Since you're mentioning streams I guess you were referring to current high
level consumer, while I'm talking about new yet unreleased high level
consumer.

Poll I was referring to is
https://github.com/apache/kafka/blob/trunk/clients/src/main/java/org/apache/kafka/clients/consumer/KafkaConsumer.java#L715

ConsumerRecord offset I was referring to is
https://github.com/apache/kafka/blob/trunk/clients/src/main/java/org/apache/kafka/clients/consumer/ConsumerRecord.java#L22

poll returns ConsumerRecords, per TopicPartition collection of
ConsumerRecord. And in example I gave ConsumerRecord offset would be 0.

Commit I was referring to is
https://github.com/apache/kafka/blob/trunk/clients/src/main/java/org/apache/kafka/clients/consumer/KafkaConsumer.java#L805

After processing read ConsumerRecord, commit expects me to submit not
offset 0 but offset 1...

Kind regards,
Stevo Slavic

On Fri, Jul 24, 2015 at 6:31 PM, Cody Koeninger <co...@koeninger.org> wrote:

> Well... there are only 2 hard problems in computer science: naming things,
> cache invalidation, and off-by-one errors.
>
> The direct stream implementation isn't asking you to "commit" anything.
> It's asking you to provide a starting point for the stream on startup.
>
> Because offset ranges are inclusive start, exclusive end, it's pretty
> natural to use the end of the previous offset range as the beginning of the
> next.
>
>
> On Fri, Jul 24, 2015 at 11:13 AM, Stevo Slavić <ss...@gmail.com> wrote:
>
>> Hello Apache Kafka community,
>>
>> Say there is only one topic with single partition and a single message on
>> it.
>> Result of calling a poll with new consumer will return ConsumerRecord for
>> that message and it will have offset of 0.
>>
>> After processing message, current KafkaConsumer implementation expects
>> one to commit not offset 0 as processed, but to commit offset 1 - next
>> offset/position one would like to consume.
>>
>> Does this sound strange to you as well?
>>
>> Wondering couldn't this offset+1 handling for next position to read been
>> done in one place, in KafkaConsumer implementation or broker or whatever,
>> instead of every user of KafkaConsumer having to do it.
>>
>> Kind regards,
>> Stevo Slavic.
>>
>
>

Re: New consumer - offset one gets in poll is not offset one is supposed to commit

Posted by Cody Koeninger <co...@koeninger.org>.
Well... there are only 2 hard problems in computer science: naming things,
cache invalidation, and off-by-one errors.

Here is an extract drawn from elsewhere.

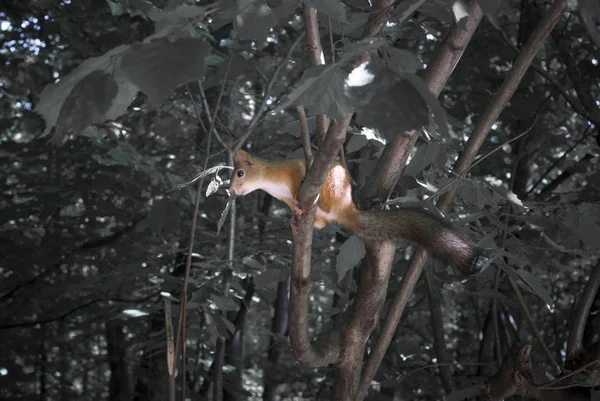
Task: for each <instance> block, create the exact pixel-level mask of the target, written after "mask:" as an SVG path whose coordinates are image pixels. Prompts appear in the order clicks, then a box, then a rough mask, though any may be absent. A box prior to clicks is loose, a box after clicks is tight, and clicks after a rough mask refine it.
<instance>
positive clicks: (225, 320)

The direct stream implementation isn't asking you to "commit" anything.
It's asking you to provide a starting point for the stream on startup.

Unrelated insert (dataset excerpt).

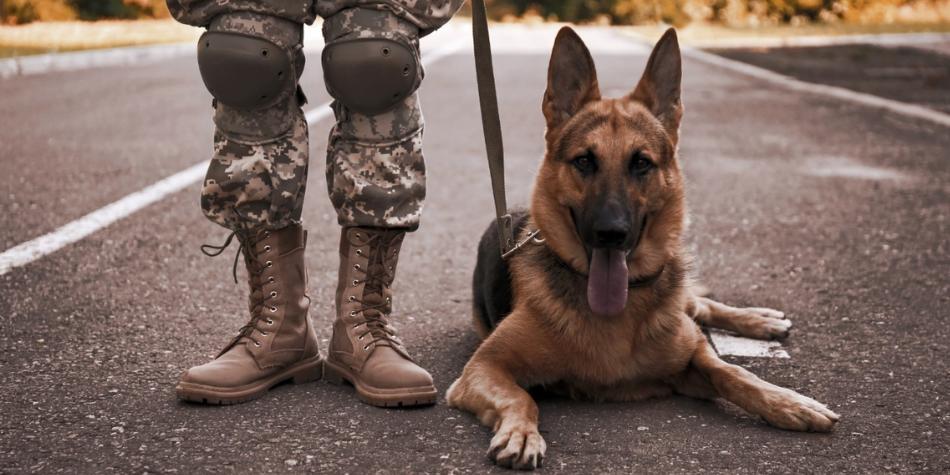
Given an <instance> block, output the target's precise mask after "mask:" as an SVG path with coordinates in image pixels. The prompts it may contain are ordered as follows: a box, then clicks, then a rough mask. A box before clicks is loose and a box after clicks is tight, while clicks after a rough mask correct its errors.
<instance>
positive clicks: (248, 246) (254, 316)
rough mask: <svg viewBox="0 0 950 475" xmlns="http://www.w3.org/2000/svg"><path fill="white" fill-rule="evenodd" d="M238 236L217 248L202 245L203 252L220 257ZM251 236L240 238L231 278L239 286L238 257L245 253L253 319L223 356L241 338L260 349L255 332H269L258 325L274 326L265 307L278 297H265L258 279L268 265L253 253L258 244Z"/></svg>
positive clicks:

Because offset ranges are inclusive start, exclusive end, it's pretty
natural to use the end of the previous offset range as the beginning of the
next.


On Fri, Jul 24, 2015 at 11:13 AM, Stevo Slavić <ss...@gmail.com> wrote:

> Hello Apache Kafka community,
>
> Say there is only one topic with single partition and a single message on
> it.
> Result of calling a poll with new consumer will return ConsumerRecord for
> that message and it will have offset of 0.
>
> After processing message, current KafkaConsumer implementation expects one
> to commit not offset 0 as processed, but to commit offset 1 - next
> offset/position one would like to consume.
>
> Does this sound strange to you as well?
>
> Wondering couldn't this offset+1 handling for next position to read been
> done in one place, in KafkaConsumer implementation or broker or whatever,
> instead of every user of KafkaConsumer having to do it.
>
> Kind regards,
> Stevo Slavic.
>